AIBN Seminar Series: PhD Student Seminars

We are pleased to present two students who are close to the end of their PhD here at AIBN to share their research with you.

Date: Thursday, 4 November

Time: 12 - 1pm

Venue: Online Via Zoom

Click here to access the free seminar.

A SERS based nano-mesoporous gold platform to analyse immune checkpoint proteomic heterogeneity in single cancer cells

Mr Emtiaz Ahmed, Trau Group, Australian Institute for Bioengineering and Nanotechnology, UQ

Immune checkpoint proteins play a distinctive role in the immune system of cancer patients and could provide invaluable information about the crosstalk between tumor and immune cells. Identification of the key role-playing checkpoint proteins has been considered to be critical factors in cancer diagnosis and therapy monitoring. However, the extremely low concentration of circulating tumor cells (CTCs) in liquid biopsy and the heterogeneity in tumor cells create a strong barrier in identifying the right checkpoints playing the crucial role. In this study, we develop a highly sensitive nanostructured mesoporous gold (NMG) biosensor integrated with a Surface-enhanced Raman scattering (SERS) readout to identify and monitor the expression of key checkpoint markers in lung cancer cells. Using the NMG platform and a lung cancer cell line model (HCC827), we have increased the SERS signal by two orders of magnitude which ensured our system to analyze single cancer cells and four different checkpoint proteins in each cell surface simultaneously. One of the most important features of our assay is that it can address the cancer cell heterogeneity by measuring the expression pattern of each checkpoint protein on an individual cell surface. This will not only provide critical information on aggressive cancer cell subsets but also identify which proteins are active to trick the immune system. We believe, these findings will significantly help clinicians to select the right drug to treat the patients and our platform will be significant in cancer diagnosis and therapy monitoring systems.

About Emtiaz:
Emtiaz Ahmed, a third-year PhD student (fully funded) of Trau group, AIBN. He graduated from Jahangirnagar University, Bangladesh in 2014 with a Master of Science in Biochemistry and Molecular Biology. Subsequently, he worked as a ‘Research Officer’ at the International Centre for Diarrhoeal Disease Research, Bangladesh (icddr,b) for around five years before joining the AIBN in April 2019. His current research focusing on developing the nanotechnology-based multiplex platform for early diagnosis and treatment monitoring of cancer. So far, he has published seven high-impact research articles in different internationally recognized peer-reviewed journals.

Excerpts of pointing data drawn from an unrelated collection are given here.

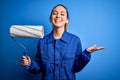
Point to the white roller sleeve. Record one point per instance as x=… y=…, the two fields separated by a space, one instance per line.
x=27 y=31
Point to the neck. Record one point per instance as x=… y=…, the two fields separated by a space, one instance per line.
x=58 y=32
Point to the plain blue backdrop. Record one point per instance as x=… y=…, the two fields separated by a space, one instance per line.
x=94 y=21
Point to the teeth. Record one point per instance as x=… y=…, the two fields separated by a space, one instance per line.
x=57 y=20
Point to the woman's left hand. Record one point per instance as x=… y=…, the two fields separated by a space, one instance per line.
x=94 y=48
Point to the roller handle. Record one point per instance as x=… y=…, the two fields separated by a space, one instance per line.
x=25 y=53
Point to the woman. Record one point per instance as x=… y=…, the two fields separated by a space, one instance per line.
x=59 y=54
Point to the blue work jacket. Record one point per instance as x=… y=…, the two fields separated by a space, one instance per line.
x=59 y=59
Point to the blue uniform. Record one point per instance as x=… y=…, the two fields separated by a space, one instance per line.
x=59 y=59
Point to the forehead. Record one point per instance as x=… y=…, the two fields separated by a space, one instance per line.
x=59 y=9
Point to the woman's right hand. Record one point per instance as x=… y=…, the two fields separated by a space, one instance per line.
x=26 y=61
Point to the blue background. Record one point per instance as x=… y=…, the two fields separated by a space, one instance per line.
x=94 y=21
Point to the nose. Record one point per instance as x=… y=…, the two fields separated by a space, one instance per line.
x=58 y=15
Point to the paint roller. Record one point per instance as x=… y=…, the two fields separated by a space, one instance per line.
x=26 y=31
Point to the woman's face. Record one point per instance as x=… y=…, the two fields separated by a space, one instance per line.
x=59 y=17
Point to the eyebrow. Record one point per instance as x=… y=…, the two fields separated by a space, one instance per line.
x=60 y=11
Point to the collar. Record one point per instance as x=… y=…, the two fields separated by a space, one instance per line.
x=65 y=37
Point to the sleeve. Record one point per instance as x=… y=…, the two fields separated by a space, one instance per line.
x=82 y=58
x=35 y=66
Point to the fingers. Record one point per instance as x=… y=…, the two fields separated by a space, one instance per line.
x=94 y=48
x=25 y=60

Production of compatible and renewable fuels using abundant resources: Engineering of multi-functional catalyst

Mr Mohamed Ahmed, Wang Group, Australian Institute for Bioengineering and Nanotechnology, UQ.

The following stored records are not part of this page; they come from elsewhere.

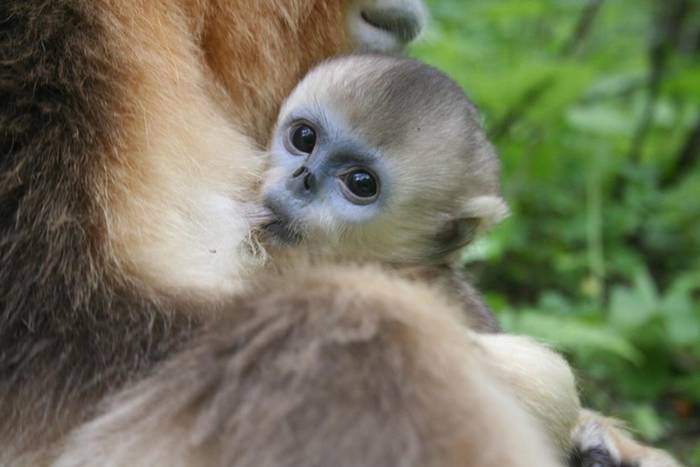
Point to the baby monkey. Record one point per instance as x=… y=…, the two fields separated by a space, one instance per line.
x=383 y=159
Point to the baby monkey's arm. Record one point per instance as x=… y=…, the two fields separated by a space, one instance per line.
x=455 y=284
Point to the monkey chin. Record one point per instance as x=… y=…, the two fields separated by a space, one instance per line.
x=280 y=232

The depletion of fossil fuel reserves is a matter of time, and the demand for renewable energy resources is growing dramatically driven by the unprecedented growth of the world population. Moreover, the burning of fossil fuels for energy production boosted the amount of CO2 emissions and caused severe climate changes. Thus, biomass as a renewable and sustainable resource could be a high potential candidate to fill this gap and meet the current and future energy demands. The cost-effective elimination of oxygen content in the bio-oil is the most challenging task facing scientists to commercialize any catalytic pyrolysis process and produce a compatible fuel type. The low amount of hydrogen present in the biomass is neither enough to reduce the high proportion of oxygen which represents ca. 30-50% of the biomass weight, nor sufficient to produce valuable hydrocarbons. The bio-oil upgrading process requires immense hydrogen supplies to eliminate the oxygen and enrich hydrocarbons content. Exploiting cheap hydrogen sources such as waste plastics could significantly reduce the upgrading cost. The demand for a novel multi-functional catalyst, which can efficiently reduce the oxygen content while enhancing the hydrogen transfer reaction and cracking, became essential to ensure the maximum transformation of these resources into valuable fuels and chemicals.
 

About Mohamed:
Mohamed is a chemical engineer and a PhD candidate at AIBN working under the supervision of Dr. Muxina Konarova. He finished his master degree in 2015, in which he developed a hierarchical catalyst for selective conversion of dimethyl ether to light olefins.
He worked as a research engineer at the center of research excellence in nanotechnology at King Fahd University before starting his PhD. His research focuses on the field of heterogeneous catalysis for different applications, including oil refining, petrochemical industry and recently bio-oil upgrading.